Thursday, June 05, 2003

I'm (finally) in the Basque country

Right. After standing for the best part of an hour in a completely crowded bus on the tarmac at Stansted airport due to the fact that a blocked toilet was discovered on the plane between our leaving the terminal and arriving at the aircraft, and after waiting another hour on the ground for French aircraft controllers to stop striking (or something) I had a perfectly uneventful flight to Bilbao, arriving around 11pm. Of course, I hadn't booked accommodation because I had expected to arrive in the morning. After walking around in Bilbao for some time (not helped by the fact that the rain in Spain falls mainly on the Pyrenees, apparently), and discovering a youth hostel that wouldn't check anyone in after 9pm (welcome to the 24 hour world city), I eventually found a pensione with an available room that was at least comfortable and not terribly expensive, and got some extremely necessary sleep - remember, I got up at 2.30 am yesterday.

This morning though, my impression of the place was much more favourable. In a way anything, Bilbao reminds me of Wellington, in that it is a city built in the valleys amongst quite dramatic hills. Unfortunately, it was dark when the aircraft landed, so I didn't see the geography around it. We did have to come through a long tunnel to actually get into Bilbao from the airport, however.

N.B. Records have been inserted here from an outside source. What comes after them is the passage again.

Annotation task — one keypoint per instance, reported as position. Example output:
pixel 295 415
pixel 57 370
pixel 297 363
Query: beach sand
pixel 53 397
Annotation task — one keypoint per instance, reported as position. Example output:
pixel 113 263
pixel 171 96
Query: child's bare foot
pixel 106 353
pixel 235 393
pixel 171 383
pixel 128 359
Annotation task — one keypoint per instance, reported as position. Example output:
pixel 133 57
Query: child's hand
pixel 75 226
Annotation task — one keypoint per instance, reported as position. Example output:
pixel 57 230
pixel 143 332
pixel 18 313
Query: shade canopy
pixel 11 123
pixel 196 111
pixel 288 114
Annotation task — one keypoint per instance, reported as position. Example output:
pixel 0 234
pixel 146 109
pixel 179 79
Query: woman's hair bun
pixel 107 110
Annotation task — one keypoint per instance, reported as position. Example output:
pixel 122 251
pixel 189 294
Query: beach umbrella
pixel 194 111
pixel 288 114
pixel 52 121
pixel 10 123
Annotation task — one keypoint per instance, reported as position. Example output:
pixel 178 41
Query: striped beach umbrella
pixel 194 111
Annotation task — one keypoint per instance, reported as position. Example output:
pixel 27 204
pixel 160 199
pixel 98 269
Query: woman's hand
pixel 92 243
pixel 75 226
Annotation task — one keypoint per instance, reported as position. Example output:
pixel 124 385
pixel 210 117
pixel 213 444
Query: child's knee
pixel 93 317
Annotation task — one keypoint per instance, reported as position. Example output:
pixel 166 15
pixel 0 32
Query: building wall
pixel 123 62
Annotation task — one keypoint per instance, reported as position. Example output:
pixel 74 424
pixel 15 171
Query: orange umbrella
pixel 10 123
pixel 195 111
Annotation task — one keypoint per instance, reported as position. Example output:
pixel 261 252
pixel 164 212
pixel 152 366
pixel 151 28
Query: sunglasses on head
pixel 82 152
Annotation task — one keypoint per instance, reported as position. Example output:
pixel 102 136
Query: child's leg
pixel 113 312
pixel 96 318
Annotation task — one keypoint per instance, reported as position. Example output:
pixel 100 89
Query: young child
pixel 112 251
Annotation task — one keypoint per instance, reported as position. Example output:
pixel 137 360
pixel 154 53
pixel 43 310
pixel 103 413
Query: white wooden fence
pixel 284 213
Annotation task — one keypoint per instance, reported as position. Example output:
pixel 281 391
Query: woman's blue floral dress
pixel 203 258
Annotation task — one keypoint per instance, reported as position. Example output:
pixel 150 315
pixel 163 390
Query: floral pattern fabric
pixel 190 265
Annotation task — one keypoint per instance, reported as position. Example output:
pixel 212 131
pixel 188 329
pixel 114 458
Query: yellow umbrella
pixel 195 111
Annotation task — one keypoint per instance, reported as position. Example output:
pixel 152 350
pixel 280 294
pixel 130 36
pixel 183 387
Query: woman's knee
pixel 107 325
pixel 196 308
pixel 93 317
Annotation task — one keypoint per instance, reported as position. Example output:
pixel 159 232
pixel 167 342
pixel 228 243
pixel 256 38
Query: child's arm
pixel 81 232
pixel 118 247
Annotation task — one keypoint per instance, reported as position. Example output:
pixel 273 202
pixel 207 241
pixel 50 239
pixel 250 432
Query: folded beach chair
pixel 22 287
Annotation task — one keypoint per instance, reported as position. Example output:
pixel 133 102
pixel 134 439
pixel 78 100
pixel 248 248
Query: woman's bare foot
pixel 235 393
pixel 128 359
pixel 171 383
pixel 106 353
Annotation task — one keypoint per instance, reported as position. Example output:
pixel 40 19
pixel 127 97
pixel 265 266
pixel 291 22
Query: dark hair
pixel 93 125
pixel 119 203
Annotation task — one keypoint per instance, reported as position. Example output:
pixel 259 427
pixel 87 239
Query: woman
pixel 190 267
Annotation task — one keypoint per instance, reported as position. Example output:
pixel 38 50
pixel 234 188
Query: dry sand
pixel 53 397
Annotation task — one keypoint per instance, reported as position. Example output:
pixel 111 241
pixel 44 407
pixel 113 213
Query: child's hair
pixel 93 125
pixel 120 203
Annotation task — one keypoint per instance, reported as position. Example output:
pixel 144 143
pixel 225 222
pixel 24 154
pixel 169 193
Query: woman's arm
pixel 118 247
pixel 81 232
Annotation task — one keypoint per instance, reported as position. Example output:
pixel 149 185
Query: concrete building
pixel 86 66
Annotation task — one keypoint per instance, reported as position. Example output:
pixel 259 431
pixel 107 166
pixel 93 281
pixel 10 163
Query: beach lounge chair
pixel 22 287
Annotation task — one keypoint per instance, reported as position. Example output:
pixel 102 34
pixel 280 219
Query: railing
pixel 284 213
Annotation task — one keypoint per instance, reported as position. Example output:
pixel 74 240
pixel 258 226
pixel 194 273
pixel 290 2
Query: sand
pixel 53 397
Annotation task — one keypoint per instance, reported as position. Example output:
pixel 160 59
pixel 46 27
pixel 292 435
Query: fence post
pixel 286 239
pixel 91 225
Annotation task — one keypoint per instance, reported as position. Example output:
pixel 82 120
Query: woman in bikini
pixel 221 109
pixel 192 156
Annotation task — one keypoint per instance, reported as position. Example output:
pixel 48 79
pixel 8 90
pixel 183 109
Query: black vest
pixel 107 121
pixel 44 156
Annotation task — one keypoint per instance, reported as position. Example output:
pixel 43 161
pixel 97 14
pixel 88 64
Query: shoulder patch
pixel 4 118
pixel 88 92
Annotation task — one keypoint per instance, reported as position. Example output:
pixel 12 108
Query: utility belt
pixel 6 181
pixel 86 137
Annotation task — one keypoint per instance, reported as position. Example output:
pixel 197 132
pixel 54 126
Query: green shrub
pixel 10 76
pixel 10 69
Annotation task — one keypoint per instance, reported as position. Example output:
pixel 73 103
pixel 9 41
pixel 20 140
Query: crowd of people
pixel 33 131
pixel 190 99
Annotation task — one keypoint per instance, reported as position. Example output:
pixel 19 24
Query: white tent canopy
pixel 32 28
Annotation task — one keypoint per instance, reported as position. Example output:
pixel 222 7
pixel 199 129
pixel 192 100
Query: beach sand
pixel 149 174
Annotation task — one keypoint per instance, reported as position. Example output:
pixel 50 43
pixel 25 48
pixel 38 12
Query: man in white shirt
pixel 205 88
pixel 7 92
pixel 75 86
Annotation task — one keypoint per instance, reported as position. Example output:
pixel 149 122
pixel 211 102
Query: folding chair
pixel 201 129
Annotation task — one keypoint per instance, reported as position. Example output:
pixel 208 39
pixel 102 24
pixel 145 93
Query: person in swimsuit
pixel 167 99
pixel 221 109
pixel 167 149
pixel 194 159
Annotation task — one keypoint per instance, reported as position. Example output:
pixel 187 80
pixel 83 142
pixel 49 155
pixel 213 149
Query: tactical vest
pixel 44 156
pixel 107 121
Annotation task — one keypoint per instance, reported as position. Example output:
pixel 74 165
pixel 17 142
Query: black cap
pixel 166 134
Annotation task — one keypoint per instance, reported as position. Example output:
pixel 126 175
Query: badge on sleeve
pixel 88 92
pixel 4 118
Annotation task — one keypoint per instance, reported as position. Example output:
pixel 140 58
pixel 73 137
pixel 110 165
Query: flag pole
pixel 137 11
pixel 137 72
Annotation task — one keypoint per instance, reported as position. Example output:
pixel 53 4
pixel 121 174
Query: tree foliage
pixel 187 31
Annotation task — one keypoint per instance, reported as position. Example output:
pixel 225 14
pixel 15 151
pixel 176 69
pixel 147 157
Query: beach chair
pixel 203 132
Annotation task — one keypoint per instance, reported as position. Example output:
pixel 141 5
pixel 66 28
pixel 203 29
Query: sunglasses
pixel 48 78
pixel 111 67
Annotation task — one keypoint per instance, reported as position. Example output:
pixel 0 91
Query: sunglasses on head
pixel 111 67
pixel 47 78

Architecturally, Frank Gehry's Guggenheim is every bit as spectacular as I had heard - a truly magnificent building. Santiago Calatrava's footbridge across the Nervion impressed me less than I thought it would. Interesting but not remarkable. (The way in which the Guggenheim building interacts with an older and much more massive partially cable stayed road bridge is very nice, however).

And one thing in particular that improved my morning. The guidebooks all say that the basques make the best food in Spain, and this seems to be entirely true. One custom is the pintxo. Walk into almost any bar, and the top of the bar will be covered with really deicious and inexpensive savoury items of really delicious food. What a fine way to have breakfast. Yum.

The city of Bilbao is in a valley through which the Nervion river runs, and in particular it is at a point where the river doubles back on itself so there is a sizeable flat area inside the curve of the river. There are rather steep slopes on either side of the river. I walked up to the top of the ridge on one side of the city, and looked over into the next valley. Fortuitously, it happened that I was looking in to the valley with the airport in it. The one runway stretched lengthwise down the valley, which was long and straight enough for it. (I wonder what was there before the airport: there is sufficiently little flat land in this area that it must have been used for something). Santiago Calatrava's airport terminal looks just like one of his bridges, with a little arch on top. It didn't strike me as a great piece of architecture either: Norman Foster's terminal at Stansted (from where I departed yesterday) is better. And it isn't a large airport - it is perhaps on a par with Adelaide or Auckland.

I like this city though. It is an industrial city that went through industrial decline at the right time to avoid modernism, and is so having some really interesting post-materials revolution architecture, engineering and design imposed upon it now.